Again I think this is simplistic. I suspect it is a justification on both the part of Stroustrup and Cline to only teach C++ is a way that students are locked into C++, not able to separate the essential concepts from arcane structures in C++. Certainly I agree that teachers must motivate students as to why what they are learning is important. Teachers are often afflicted with the ‘curse of knowledge’, that is assuming that others understand what they are talking about, but often they don’t have the background. Students should always be questioning “Why am I bothering to learn this?” That is a good question to ask.
Abstract (and thus computational) thinking should be taught from the earliest stages.
Fixing C — well, no!
“Clearly some problems could be avoided if some of the C heritage was rejected. This was not done because (1) there are millions of lines of C code that might benefit from C++, provided that a complete rewrite from C to C++ were unnecessary; (2) there are hundreds of thousands of line of library and utility software written in C.” (1986 page 5)

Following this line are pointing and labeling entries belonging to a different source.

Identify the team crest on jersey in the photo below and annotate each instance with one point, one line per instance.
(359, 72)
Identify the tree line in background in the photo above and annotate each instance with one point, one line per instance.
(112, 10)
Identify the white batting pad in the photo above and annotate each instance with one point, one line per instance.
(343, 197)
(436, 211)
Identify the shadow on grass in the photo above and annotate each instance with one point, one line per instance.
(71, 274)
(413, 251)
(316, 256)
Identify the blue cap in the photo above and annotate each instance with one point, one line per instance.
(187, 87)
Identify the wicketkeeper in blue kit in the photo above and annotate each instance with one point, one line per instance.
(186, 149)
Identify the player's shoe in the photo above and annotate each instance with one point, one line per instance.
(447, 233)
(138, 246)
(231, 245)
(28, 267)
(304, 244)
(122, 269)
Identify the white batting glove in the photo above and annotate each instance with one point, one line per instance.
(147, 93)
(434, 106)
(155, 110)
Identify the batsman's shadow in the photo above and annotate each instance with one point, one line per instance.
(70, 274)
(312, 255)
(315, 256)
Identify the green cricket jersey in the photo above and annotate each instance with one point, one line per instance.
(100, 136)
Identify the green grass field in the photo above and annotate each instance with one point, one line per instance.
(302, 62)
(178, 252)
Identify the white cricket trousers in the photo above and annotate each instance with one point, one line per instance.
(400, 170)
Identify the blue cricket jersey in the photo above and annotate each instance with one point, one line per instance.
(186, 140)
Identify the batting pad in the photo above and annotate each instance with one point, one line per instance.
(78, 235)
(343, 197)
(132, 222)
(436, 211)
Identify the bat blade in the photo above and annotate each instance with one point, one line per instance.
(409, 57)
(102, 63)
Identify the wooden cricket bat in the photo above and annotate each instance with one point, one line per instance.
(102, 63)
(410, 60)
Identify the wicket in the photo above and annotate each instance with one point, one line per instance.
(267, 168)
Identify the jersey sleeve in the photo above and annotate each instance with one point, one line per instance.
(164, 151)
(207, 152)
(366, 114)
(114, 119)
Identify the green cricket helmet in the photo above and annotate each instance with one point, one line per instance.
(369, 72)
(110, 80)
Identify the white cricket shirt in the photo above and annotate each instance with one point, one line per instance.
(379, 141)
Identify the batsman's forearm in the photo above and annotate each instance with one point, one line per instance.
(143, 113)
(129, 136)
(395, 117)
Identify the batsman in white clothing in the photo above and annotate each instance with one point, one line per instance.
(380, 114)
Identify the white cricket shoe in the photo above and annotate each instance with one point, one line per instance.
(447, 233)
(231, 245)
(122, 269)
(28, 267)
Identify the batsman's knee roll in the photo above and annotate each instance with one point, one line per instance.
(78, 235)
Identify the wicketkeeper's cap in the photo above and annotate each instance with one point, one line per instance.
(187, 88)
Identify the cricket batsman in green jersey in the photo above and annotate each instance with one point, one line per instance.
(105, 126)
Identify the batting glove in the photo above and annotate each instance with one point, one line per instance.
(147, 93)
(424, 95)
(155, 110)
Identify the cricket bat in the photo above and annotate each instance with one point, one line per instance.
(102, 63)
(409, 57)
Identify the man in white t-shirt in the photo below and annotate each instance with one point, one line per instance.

First there is the admission that there are problems, actually many problems in the C language. But the justification of not doing more to remove these problems means (as Alan Kay says) the old is just perpetuated, and programmers fail to understand what is good about the new, they just keep using the old. This means that programmers remain locked into the past, rather than helped to move forward. The only moving forward in C++ results in even more lock in. The millions of lines in C is testament to the lock-in factor of C, that is lock in to details that programs should be released from by a language. K&R say that C is a low-level language in both 1st and 2nd Edition:
“C is a relatively “low level” language. This characterization is not pejorative; it simply means that C deals with the same sort of objects that most computers do, namely characters, numbers, and addresses.”
Not just low level, but a primitive coding language dressed up with some structured syntax, while still retaining non-structured facilities. Computers deal with characters (mainly in textual strings) and numbers because they are common to most applications, so processors include special hardware for performance. However, addresses are internal to a machine, and programmers should not be required to think of addresses, except perhaps for the lowest levels (although even there it is debatable).
Many people mistakenly think or claim that C is a high-level language. This is confusing syntax that resembles structured syntax with high-level programming. C is far more oriented to machine-level programming than it is to problem-oriented programming.
Stroustrup: “The base language, the C subset of C++ is designed so that there is a very close correspondence between its types, operators, and statements and the objects computers deal with directly: numbers, characters, and addresses.”
This thinking is the wrong way around. Computers were built with units to handle numbers and characters (strings) because that is what is needed in applications. Even these are not intrinsic to computers — they are included because that is what applications and programming need. C and C++ look at this upside down and cater to the machine rather than the problem. C and C++ make programming subservient to the machine — it should be the other way around. Refer to Barton’s paper above.